JUDGMENT NO. LC/H/739/13
IN THE LABOUR COURT OF ZIMBABWE
HELD IN HARARE, 7 NOVEMBER, 2013 & CASE NO. LC/349/13
31st JANUARY, 2014
In the Matter Between
L. JECHE 1ST Appellant
T. MUJURU 2ND Appellant
T. ZINGWINA 3RD Appellant
ZIMBABWE UNITED PASSENGER COMPANY Respondent
Before The Honourable E. Makamure, J.
For Appellants: Mr L. Chimutashu (T&GWU Organiser)

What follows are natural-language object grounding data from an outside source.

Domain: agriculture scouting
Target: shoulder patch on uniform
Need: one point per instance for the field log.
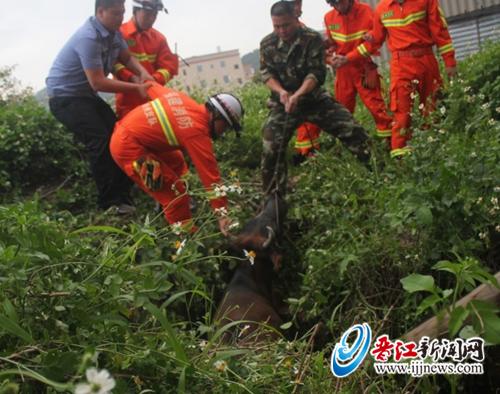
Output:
(388, 14)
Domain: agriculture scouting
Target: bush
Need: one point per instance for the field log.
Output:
(34, 147)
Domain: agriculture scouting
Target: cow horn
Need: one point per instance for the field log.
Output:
(270, 236)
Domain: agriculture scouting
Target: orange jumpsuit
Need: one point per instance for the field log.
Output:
(345, 33)
(161, 129)
(151, 49)
(412, 28)
(307, 138)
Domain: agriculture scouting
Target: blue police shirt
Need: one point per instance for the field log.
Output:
(91, 47)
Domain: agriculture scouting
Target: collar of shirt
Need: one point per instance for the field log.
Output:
(103, 32)
(288, 46)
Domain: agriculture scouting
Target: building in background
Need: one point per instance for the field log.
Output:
(471, 23)
(220, 70)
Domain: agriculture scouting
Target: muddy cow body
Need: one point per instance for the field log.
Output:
(249, 294)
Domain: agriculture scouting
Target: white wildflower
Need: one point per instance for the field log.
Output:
(235, 188)
(222, 211)
(179, 246)
(203, 344)
(250, 255)
(98, 382)
(234, 225)
(243, 330)
(177, 228)
(220, 365)
(220, 190)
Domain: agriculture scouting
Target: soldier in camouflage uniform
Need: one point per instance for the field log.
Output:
(292, 63)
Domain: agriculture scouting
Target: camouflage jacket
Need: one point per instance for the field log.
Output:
(292, 63)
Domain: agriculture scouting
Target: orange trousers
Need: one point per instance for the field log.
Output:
(411, 76)
(173, 196)
(349, 83)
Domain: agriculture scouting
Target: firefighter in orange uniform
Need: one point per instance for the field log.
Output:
(307, 140)
(146, 142)
(345, 26)
(148, 46)
(412, 28)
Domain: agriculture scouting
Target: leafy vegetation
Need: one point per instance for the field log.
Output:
(391, 247)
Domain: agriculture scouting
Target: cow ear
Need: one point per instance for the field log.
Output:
(276, 258)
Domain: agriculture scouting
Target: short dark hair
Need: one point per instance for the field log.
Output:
(282, 8)
(107, 3)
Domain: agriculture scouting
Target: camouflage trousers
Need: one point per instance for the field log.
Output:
(332, 117)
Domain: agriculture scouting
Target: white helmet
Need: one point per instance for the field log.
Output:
(229, 107)
(150, 5)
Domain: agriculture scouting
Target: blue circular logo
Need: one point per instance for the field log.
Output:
(347, 358)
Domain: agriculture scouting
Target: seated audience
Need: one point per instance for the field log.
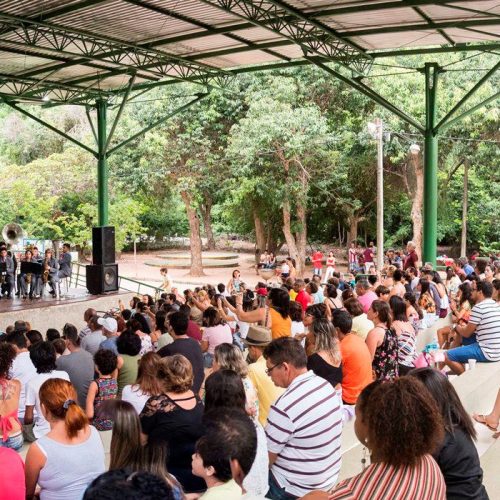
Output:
(10, 391)
(43, 356)
(66, 460)
(356, 359)
(174, 418)
(401, 426)
(456, 456)
(102, 389)
(296, 435)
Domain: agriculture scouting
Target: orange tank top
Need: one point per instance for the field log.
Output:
(280, 327)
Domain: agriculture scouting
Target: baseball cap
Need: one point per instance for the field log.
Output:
(109, 324)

For Respondent: Advocate T. Magwaliba
This is an appeal against the decision of an arbitrator sitting at Harare. It is trite that an appeal on a point of law only lies to this court from a decision by an Arbitrator. This is provided for in section 98(10) of the Labour Act [Cap 28; 01] (The Act).
This matter was referred to arbitration for the Arbitrator to make a determination on the following issues.
Whether or not the claimants were legally on forced leave
Whether or not the Respondent committed an unfair labour practice by not paying the claimed statutory obligation including wage shortfalls?
To determine any other appropriate remedy
The learned Arbitrator dismissed the claim regarding forced leave. The Arbitrator proceeded to award the appellants some statutory benefits. The appellants were aggrieved by that determination. They appealed to this Court on the following grounds:-
“(1) The Arbitrator grossly erred in granting forced leave found in violation of S.I. 152 of 2001
(2) Discarded industrial holiday worked and their S.I. benefits payable in terms of the same without any legally supported reason. Hence the award should be set aside.”
A submission was made on behalf of the respondent that the grounds of appeal are incomprehensible. I agree. When clarification was sought regarding the meaning of the grounds of appeal, Mr Chimtashu who appeared on behalf of the appellants sought to refer the Court to a section of Statutory Instrument 152/2001. This was objected to by the Counsel for the respondent. This was so because such a section was never placed before the Arbitrator. The objection was well made and it was therefore sustained (see C. Kambuzuma & Twenty –Two Others v The Athol Evans Hospital Home Complex SC 118/04).
It is trite that where grounds of appeal are not clear, there is no appeal before the court. It was held in R v Jack 1990 (2) ZLR 166 that a notice of appeal without meaningful grounds of appeal is not a notice of appeal.
Now turning to oral argument presented before the court, it is clear that the grounds of appeal in their incomprehensible fashion refer to factual issues. This makes the grounds to be improperly before the court. This is contrary to the provisions of the Act.
In view of the foregoing the appeal fails.
Accordingly it is ordered that the appeal be and is hereby dismissed with costs.